O tempo, generoso que é, encarregou-se de suavizar esse sentimento. Apagá-lo, jamais.
Despertei com o beijo dos meus pais e voltei para o meu quarto arrastando o lençol pelo chão. Eles já estavam de saída para viajar naquela madrugada.
O sono me abraçava novamente, mas ainda tive tempo de ver quando meu irmão, agarrado às pernas da minha mãe, pedia para ir junto. Ela explicava que não podia levá-lo pois, de Natal, eles seguiriam pra Brasília.
- Bom dia Camilinha, vamos levantar? - Era Ranika, funcionária da loja do meu pai.
- Oi…Cadê Maêa? - Perguntei, procurando pela minha babá.
- Ela está fazendo o café de vocês, Camilinha. Vamos ajeitar vocês hoje.- disse ela se referindo a mim e ao meu irmão.
Consenti com a cabeça, levantei da cama com um pulinho e fui tomar meu banho. Notei que Marta, também funcionária da loja, acordava o meu irmão, que dormia numa cama ao lado da minha. Tomamos banho e as duas nos ajudaram a nos arrumar.

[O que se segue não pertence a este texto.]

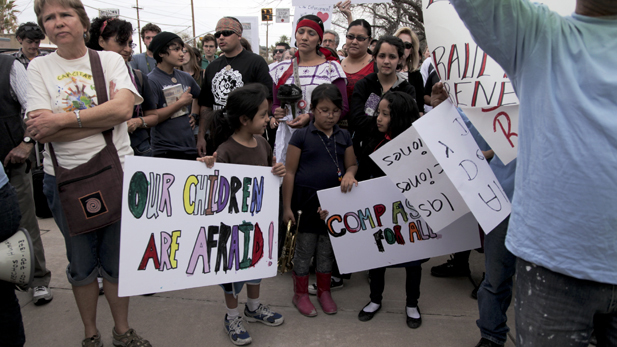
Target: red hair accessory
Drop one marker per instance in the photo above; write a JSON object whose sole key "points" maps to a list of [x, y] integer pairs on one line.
{"points": [[105, 24], [311, 24]]}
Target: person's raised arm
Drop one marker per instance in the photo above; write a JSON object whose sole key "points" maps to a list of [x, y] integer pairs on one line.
{"points": [[351, 168], [205, 121]]}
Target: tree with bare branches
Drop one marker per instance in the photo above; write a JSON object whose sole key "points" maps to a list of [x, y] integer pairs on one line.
{"points": [[386, 18]]}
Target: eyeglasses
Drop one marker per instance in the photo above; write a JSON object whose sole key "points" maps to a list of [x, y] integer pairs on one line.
{"points": [[225, 33], [32, 28], [359, 38], [130, 44]]}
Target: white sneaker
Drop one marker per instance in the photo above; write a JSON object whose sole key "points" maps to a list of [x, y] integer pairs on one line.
{"points": [[42, 295]]}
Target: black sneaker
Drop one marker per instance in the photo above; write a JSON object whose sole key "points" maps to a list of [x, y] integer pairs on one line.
{"points": [[487, 343], [450, 269]]}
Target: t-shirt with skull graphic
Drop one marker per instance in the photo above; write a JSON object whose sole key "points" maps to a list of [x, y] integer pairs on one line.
{"points": [[225, 74]]}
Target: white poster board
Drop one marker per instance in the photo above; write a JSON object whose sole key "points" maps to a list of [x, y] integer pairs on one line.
{"points": [[416, 173], [499, 128], [250, 31], [374, 226], [322, 11], [449, 139], [185, 226]]}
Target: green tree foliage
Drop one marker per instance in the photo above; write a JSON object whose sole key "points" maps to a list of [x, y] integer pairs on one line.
{"points": [[8, 16]]}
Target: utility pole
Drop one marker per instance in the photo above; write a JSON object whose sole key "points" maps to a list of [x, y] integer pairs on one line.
{"points": [[193, 13], [267, 47], [136, 7]]}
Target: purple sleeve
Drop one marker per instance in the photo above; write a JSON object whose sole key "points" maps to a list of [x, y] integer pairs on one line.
{"points": [[341, 84], [275, 101]]}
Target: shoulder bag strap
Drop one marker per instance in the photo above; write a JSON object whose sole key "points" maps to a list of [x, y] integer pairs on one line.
{"points": [[99, 85]]}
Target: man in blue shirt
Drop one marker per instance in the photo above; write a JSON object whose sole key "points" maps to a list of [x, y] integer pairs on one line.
{"points": [[563, 226]]}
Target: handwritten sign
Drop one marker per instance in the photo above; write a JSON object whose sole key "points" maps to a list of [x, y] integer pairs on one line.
{"points": [[470, 76], [375, 226], [449, 139], [416, 173], [185, 226]]}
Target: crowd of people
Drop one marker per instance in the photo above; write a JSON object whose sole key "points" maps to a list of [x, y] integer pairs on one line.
{"points": [[315, 115]]}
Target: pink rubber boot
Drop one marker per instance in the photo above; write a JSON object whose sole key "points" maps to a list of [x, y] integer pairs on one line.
{"points": [[301, 299]]}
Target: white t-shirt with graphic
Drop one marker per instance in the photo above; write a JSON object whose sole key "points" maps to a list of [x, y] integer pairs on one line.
{"points": [[62, 85], [310, 78]]}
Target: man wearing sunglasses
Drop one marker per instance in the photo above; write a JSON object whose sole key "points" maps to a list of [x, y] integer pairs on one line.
{"points": [[235, 69], [279, 49], [29, 36]]}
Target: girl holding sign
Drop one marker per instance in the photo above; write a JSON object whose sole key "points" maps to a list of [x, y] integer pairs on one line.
{"points": [[395, 113], [295, 80], [319, 156], [388, 55], [239, 127]]}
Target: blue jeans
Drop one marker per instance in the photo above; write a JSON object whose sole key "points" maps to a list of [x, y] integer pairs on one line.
{"points": [[88, 254], [553, 309], [11, 325], [495, 292]]}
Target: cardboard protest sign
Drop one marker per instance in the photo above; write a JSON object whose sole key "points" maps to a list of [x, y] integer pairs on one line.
{"points": [[417, 174], [322, 11], [374, 226], [184, 225], [445, 133], [474, 81], [250, 29], [470, 76], [333, 2], [499, 127]]}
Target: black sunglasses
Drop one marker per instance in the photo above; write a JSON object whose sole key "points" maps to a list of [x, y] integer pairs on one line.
{"points": [[359, 38], [32, 28], [225, 33]]}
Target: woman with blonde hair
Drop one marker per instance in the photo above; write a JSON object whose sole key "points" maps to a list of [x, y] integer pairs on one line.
{"points": [[67, 111], [411, 66]]}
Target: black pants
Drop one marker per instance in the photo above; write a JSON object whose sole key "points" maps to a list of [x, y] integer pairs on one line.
{"points": [[412, 284], [11, 326]]}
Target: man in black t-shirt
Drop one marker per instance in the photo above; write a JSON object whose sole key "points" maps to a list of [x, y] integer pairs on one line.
{"points": [[233, 70]]}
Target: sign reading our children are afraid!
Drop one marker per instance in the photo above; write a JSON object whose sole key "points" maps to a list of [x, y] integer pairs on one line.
{"points": [[185, 226]]}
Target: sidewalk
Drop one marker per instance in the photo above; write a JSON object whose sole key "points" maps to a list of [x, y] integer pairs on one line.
{"points": [[194, 317]]}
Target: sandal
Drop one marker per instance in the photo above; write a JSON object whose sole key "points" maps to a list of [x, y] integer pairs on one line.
{"points": [[94, 341], [129, 339]]}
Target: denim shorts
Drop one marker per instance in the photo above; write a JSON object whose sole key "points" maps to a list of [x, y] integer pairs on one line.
{"points": [[236, 287], [90, 254]]}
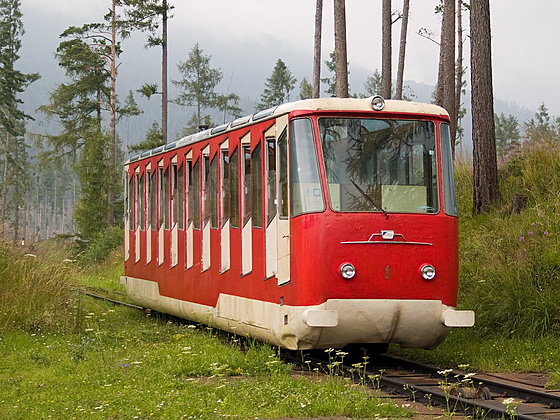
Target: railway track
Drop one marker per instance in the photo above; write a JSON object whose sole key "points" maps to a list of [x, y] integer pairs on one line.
{"points": [[460, 393], [456, 392]]}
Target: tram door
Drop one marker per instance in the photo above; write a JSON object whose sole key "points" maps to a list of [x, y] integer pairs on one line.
{"points": [[174, 211], [246, 233], [138, 192], [283, 221], [224, 207], [270, 203], [128, 215], [161, 208], [149, 209], [206, 211], [190, 212]]}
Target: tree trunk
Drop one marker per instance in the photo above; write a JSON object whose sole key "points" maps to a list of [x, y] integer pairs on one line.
{"points": [[485, 166], [445, 94], [5, 187], [458, 75], [317, 50], [113, 119], [340, 52], [386, 72], [402, 48], [164, 73]]}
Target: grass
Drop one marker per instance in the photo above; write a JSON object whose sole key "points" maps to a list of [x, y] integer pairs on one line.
{"points": [[126, 364], [509, 272], [110, 362]]}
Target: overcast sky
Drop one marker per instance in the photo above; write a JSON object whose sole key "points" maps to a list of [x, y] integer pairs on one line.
{"points": [[246, 37]]}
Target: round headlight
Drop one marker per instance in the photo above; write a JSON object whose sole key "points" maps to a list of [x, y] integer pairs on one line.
{"points": [[377, 103], [347, 271], [428, 272]]}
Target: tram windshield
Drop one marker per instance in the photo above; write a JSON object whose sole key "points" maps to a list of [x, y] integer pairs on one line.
{"points": [[375, 165]]}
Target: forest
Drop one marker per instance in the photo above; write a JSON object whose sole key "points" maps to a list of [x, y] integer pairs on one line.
{"points": [[69, 182]]}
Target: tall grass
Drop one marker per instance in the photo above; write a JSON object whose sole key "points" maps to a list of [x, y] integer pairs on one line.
{"points": [[510, 262], [36, 291]]}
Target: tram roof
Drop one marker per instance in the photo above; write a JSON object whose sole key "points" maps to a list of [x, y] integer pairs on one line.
{"points": [[320, 104]]}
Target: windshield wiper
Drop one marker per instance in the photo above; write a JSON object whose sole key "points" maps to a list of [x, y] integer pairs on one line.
{"points": [[368, 198]]}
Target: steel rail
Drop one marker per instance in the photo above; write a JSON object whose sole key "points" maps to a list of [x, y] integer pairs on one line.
{"points": [[452, 390]]}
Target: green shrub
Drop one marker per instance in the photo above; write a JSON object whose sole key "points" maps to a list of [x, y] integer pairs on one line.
{"points": [[99, 248], [510, 262], [35, 292]]}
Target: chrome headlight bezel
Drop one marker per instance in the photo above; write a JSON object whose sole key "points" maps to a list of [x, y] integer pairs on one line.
{"points": [[347, 271], [428, 272]]}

- Mas na escola só deixam entrar com a farda…- falei ao notar que elas escolheram outra roupa para vestirmos.
- Hoje vocês não vão para a escola…- respondeu Marta, com uma voz trêmula.
- Por que não? - meu irmão perguntou.
- Seus pais sofreram um acidente de carro na estrada, Camilinho… - ela disse.
Meu irmão e eu agora estávamos aflitos.
- Eles estão bem? - ele perguntou quase atropelando as palavras.
- Seu pai está bem, só com alguns ferimentos do cinto de segurança, graças a Deus…- respondeu ela com os olhos marejados, enquanto eu e meu irmão deixávamos escapar um sorriso de alívio.
- E Mainha? Tá bem também? - ele tornou a perguntar.
- Sua mãe agora está bem, meu filho. Ela foi para o Céu. - Ranika disse.
- Ela morreu? - perguntou meu irmão tomado por aflição.
- Sim… ela está com Papai do Céu.
Naquele momento, meu irmão colocou as mãos no rosto e se pôs a chorar compulsivamente. Eu fiquei olhando aquela cena, tentando acalmá-lo e ao mesmo tempo entender o que estava acontecendo. “Por que ele está chorando tanto?” - me perguntava sem saber a resposta. Eu não entendi com exatidão o que aquilo tudo significava. Naquela terça-feira, 17 de novembro de 1998, vi muita gente com olhos vermelhos e rostos inchados. Quando olhavam para mim e minha família, nos abraçavam e tentavam enxugar as lágrimas.
Algum tempo depois, no mês das férias, eu estava brincando na minha casa - a ‘casa grande’, como eu costumava chamar - quando descobri um ninho de passarinho no pé de seriguela. Contemplei e admirei aqueles dois seres pequeninos e diariamente ia visitá-los. Certo dia, encontrei um deles no chão de terra, com o corpo molinho. Chamei minha babá e fui pedir para que ela acordasse o passarinho. Entendia que ele devia estar dormindo um sono profundo, assim como minha mãe da última vez que a vi. Foi quando Maêa me disse:
- Ele morreu, Camilinha. Não vai acordar.
- Então ele foi para o Céu? - perguntei.
- Isso mesmo. - disse ela.
- Mas será que depois ele volta pra cá? - tornei a perguntar.
- Não, Camilinha. Ele nunca mais vai voltar. Quem vai para o Céu não volta mais. - disse ela enquanto eu acariciava aquele corpo pequenino e sem vida entre minhas mãos miúdas.
Naquele instante, as lembranças de minha mãe invadiram meus pensamentos e eu compreendi, então, que ela não mais voltaria.
Lembro-me que fui para o jardim e escalei alguns galhos do grande cajueiro. Encolhida e em meios a soluços, as lágrimas lavaram o meu rosto. Hoje percebo que ali, aos cinco anos, fui apresentada ao sentimento de luto. O tempo, generoso que é, encarregou-se de suavizar esse sentimento. Apagá-lo, jamais.